Not all plumbing issues require expensive services of a plumber. In fact, there are a host of things that can be dealt with by a DIY approach. A little research and some tools may be all you need to save a good chunk of money. Keeping in mind that most plumbers charge for simply coming over to assess the situation, if you can resolve an issue on your own, it’s certainly worth a shot.
Fixing A Leaky Faucet
This is one of the simplest plumbing fixes. First, find out what type of faucet you have, then refer to online instructions on how to fix it. You will just need to replace a single washer and the tools you would need are the ones you probably already have around the house (screwdriver, wrench, Allen wrench, WD-40). This is unlikely to be a time consuming or an expensive fix, though depending on the plumbing issue, it may require more extensive work. Be prepared to take apart part of the faucet for this process.
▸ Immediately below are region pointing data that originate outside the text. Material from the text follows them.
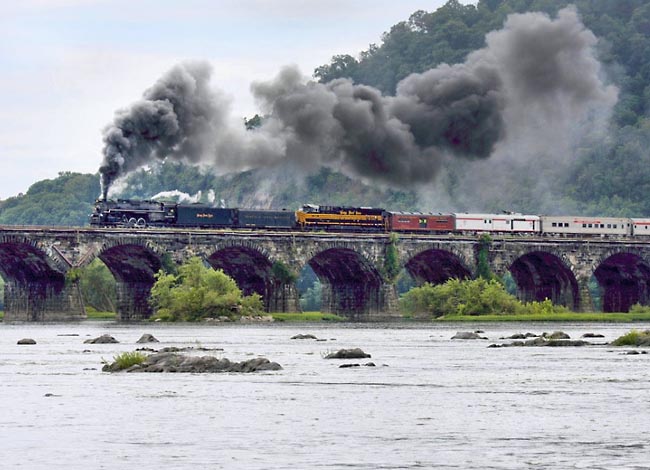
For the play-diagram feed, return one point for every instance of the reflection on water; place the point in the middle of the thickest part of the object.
(430, 402)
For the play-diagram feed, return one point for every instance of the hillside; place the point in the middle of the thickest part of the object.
(604, 170)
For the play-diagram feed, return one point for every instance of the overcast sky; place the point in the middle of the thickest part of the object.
(67, 65)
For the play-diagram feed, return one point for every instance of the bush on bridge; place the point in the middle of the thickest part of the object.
(470, 298)
(199, 292)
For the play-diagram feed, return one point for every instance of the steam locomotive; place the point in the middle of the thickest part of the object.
(141, 214)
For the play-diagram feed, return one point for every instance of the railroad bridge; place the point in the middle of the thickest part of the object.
(40, 266)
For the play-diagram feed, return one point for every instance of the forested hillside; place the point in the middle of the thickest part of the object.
(605, 171)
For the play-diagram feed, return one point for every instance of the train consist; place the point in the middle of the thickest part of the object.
(140, 214)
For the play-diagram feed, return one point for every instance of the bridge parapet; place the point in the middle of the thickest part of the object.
(35, 263)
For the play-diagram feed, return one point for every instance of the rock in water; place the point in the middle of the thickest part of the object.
(467, 335)
(355, 353)
(103, 339)
(147, 338)
(175, 363)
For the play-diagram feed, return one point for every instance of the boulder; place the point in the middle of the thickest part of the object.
(147, 338)
(301, 336)
(556, 335)
(103, 339)
(355, 353)
(467, 335)
(537, 342)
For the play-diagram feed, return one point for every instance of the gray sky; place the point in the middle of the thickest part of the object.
(69, 64)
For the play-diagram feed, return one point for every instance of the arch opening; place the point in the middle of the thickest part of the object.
(250, 269)
(624, 280)
(436, 267)
(540, 275)
(350, 284)
(34, 288)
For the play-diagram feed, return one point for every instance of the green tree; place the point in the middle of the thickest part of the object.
(198, 292)
(391, 259)
(310, 300)
(98, 287)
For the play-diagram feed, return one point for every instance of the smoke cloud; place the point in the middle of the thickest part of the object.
(534, 71)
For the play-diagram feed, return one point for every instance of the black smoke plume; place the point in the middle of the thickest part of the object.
(534, 65)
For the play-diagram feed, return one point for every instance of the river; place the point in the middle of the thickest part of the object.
(430, 402)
Unjamming A Garbage Disposal
This one certainly does not need a plumber to clear. Most times, the debris caught up in the disposal makes the rotors unable to move, but almost all disposals have a small spot for a hex wrench to manually turn the rotor and free up whatever is holding it up from turning. It usually takes a few turns to loosen up the issue. Just make sure the disposal is off when you do so.
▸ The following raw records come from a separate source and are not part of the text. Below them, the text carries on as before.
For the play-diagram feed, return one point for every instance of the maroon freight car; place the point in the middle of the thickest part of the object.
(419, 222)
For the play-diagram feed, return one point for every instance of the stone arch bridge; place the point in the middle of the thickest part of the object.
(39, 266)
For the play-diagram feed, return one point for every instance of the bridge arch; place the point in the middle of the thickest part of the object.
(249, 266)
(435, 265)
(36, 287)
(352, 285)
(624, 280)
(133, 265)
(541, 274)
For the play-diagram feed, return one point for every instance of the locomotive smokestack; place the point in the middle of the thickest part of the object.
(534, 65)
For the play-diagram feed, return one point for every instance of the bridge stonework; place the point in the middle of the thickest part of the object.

Fixing a Running Toilet Fix
Most often, a perpetually running toilet has to do with an issue in the flapper of the tank, or the chain that pulls it open. Such issues should be easy enough to spot and no tools may even be required. The fix is almost as simple as just replacing the flapper, chain or both.
Unclogging The Drain
Cable augers and snakes, found in most hardware stores, can be used to reach down into pipes to clear out any blockage. Plungers also work very well to force the debris to shift around and unclog.
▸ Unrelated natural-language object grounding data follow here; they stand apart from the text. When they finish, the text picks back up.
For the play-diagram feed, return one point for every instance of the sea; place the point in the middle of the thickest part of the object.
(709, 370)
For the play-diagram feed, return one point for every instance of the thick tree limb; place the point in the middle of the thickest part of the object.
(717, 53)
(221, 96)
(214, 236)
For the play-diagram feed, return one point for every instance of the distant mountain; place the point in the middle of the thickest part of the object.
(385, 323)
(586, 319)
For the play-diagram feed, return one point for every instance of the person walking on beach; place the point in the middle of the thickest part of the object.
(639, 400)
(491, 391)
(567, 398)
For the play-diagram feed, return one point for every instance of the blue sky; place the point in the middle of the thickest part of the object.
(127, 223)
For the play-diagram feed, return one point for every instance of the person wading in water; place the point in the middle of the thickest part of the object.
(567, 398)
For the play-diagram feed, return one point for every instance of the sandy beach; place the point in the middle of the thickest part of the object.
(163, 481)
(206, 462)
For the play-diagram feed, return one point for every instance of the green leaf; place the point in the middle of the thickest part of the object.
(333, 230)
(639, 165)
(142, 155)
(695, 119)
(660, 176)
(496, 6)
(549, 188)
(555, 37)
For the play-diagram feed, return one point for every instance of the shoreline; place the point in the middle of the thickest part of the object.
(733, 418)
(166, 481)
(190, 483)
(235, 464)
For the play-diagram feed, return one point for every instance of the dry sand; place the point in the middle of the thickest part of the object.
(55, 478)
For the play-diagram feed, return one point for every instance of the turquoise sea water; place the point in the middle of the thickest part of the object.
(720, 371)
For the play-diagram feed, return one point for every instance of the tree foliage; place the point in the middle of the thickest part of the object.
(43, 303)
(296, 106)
Try to steer clear from drain cleaners, especially the heavy-duty ones. These can prompt chemical reactions that damage your drain pipes and drains, and may not do the job of clearing out all of the debris. Never pour drain cleaners into a sink that has a garbage disposal in it; that will result in a whole new level of problems. For a more proactive approach, once the clogging issue is resolved, ensure that no food enters the drain. Avoid pouring grease or fat in the sink so that it does not harden and make it difficult to clear.
Water Damage in Bathroom Cabinets Repair
Once you have identified and repaired the source of the leak causing the damage, you can sop up the water that has leaked, and dry the remaining space with a hairdryer. If mold has started to grow, to be sure to cut out the parts where the growth has begun. Other than that, lightly sand and repaint the damaged area. You could also use vinyl cabinet wraps to cover the water damage and keep it from getting worse.
A very simple DIY project. If you are looking to improve water pressure or to save water, you can change most showerheads by simply untwisting the old showerhead, cleaning the threading on the shower arm, and using a rubber washer to seal the shower to the shower arm. If no rubber washer is provided, you can just use plumbers or Teflon thread tape for this purpose.
Fixing A Pop-Up Sink Stopper
Adjusting a warped or crooked pop-up sink stopper is surprisingly simple. Beneath the sink, you can find a lever that controls the up/down motion of the sink stopper. Simply maneuver the lever to get the sink stopper back in alignment. If a piece of the stopper is broken, you can purchase a stopper replacement kit, and follow the instructions to replace it.
Installing a Faucet Aerator
Most faucet aerators, devices used to reduce the usage of water by adding air into the stream, can be removed by just screwing and unscrewing from the faucet tip by hand. If not, a small socket wrench would be used. To find out the needed replacement size, just compare the aerator against a coin. If it is the size of a nickel, you will need a normal aerator. If it’s the size of a dime, you will need a junior-size one.
Caulking A Tub or Shower
This is one of the simplest plumbing projects to do yourself. Purchasing some silicone or plastic caulk, a caulking gun, and a tool for scraping off excess caulk (like a five in one tool). You will want to research the kind of caulk you need first, however. Being in a constantly wet environment however, it should be the mold and mildew resistant caulk. Use the caulking gun to slowly squeeze the caulk into the narrow space around the perimeter of the bath or shower, wipe off any excess, and after letting it dry for 24 hours, scrape off the excess.
Replacing the Entire Sink
While slightly more complex than the other DIY projects, it is entirely possible to replace a sink by yourself. There are great instructions available online which can guide you step by step in doing this in a matter of hours.